Dureza y comodidad, simplicidad y majestuosidad, sequedad y frescura, ésta es la contradicción de nuestro entorno mediterráneo.
Despreciado por el verdor, apreciado por la civilización.
¿Qué sombra es mejor que la que puede ofrecer un pino junto al mar en un día de pleno verano?
Qué visión nos acerca más a la naturaleza del Creador que la perspectiva de la caída de las rocas sobre el mar, originando una pequeña cala rodeada de una vegetación agreste y amenazante y toda esa visión bañada por un mar soberano que tantas historias ha protagonizado.

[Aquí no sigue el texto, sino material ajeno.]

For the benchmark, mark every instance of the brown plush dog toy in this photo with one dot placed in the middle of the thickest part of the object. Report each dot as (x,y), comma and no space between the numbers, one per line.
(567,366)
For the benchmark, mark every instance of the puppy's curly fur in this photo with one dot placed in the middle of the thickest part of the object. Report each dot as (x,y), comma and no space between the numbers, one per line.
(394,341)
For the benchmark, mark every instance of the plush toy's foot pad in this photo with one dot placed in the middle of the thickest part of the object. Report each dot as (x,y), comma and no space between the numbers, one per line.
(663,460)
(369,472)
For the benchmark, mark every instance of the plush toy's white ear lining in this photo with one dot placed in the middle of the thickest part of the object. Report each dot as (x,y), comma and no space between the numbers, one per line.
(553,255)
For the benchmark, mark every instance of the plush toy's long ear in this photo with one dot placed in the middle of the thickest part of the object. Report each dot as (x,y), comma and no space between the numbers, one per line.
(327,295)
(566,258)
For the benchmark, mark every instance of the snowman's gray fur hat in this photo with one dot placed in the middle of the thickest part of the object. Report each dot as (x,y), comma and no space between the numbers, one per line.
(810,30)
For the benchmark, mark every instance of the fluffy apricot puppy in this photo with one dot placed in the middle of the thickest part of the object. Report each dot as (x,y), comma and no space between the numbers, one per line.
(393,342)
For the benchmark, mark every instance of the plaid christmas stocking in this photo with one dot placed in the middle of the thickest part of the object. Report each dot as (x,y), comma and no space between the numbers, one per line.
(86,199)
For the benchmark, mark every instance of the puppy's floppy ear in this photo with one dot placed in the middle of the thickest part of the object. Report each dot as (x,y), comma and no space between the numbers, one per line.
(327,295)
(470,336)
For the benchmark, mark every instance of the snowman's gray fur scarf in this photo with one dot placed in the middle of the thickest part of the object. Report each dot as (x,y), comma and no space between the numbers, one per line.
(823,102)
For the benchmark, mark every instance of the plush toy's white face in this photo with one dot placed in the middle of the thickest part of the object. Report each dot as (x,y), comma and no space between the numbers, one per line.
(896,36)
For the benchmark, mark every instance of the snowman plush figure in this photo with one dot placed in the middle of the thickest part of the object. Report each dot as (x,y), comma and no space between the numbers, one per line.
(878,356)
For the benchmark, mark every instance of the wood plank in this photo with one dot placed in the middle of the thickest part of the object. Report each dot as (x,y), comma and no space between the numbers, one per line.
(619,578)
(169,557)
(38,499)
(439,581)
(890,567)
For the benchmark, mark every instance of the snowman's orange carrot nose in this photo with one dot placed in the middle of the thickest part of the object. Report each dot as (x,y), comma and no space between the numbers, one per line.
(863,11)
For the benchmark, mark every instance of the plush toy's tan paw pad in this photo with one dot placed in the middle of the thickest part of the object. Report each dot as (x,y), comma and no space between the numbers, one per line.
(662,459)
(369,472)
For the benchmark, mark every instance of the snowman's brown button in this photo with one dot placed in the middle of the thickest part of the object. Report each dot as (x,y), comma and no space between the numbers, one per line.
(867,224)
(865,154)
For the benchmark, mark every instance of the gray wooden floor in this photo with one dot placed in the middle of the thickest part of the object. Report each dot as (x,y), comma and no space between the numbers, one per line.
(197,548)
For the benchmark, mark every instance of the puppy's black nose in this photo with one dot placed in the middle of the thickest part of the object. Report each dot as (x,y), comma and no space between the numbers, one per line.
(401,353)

Y en medio de esta postal perfecta, la guinda, que permite acabar de crear un cuadro que ni nuestros mayores se hubieran opuesto a firmar, la ermita de Santa Cristina que el propio Josep Pla catalogó como «la ermita de las ermitas catalanas» y por si no hubiera quedado suficientemente claro, añadía «quizás, lo más exitoso, más gracioso y más espontáneo que ha creado el espíritu de la menestralía catalana.»
Ante tal espectáculo, la única actitud que tiene sentido para uno es tomar conciencia de su pequeñez y dar gracias a quien nos ha hecho el regalo de poder contemplar la perfección.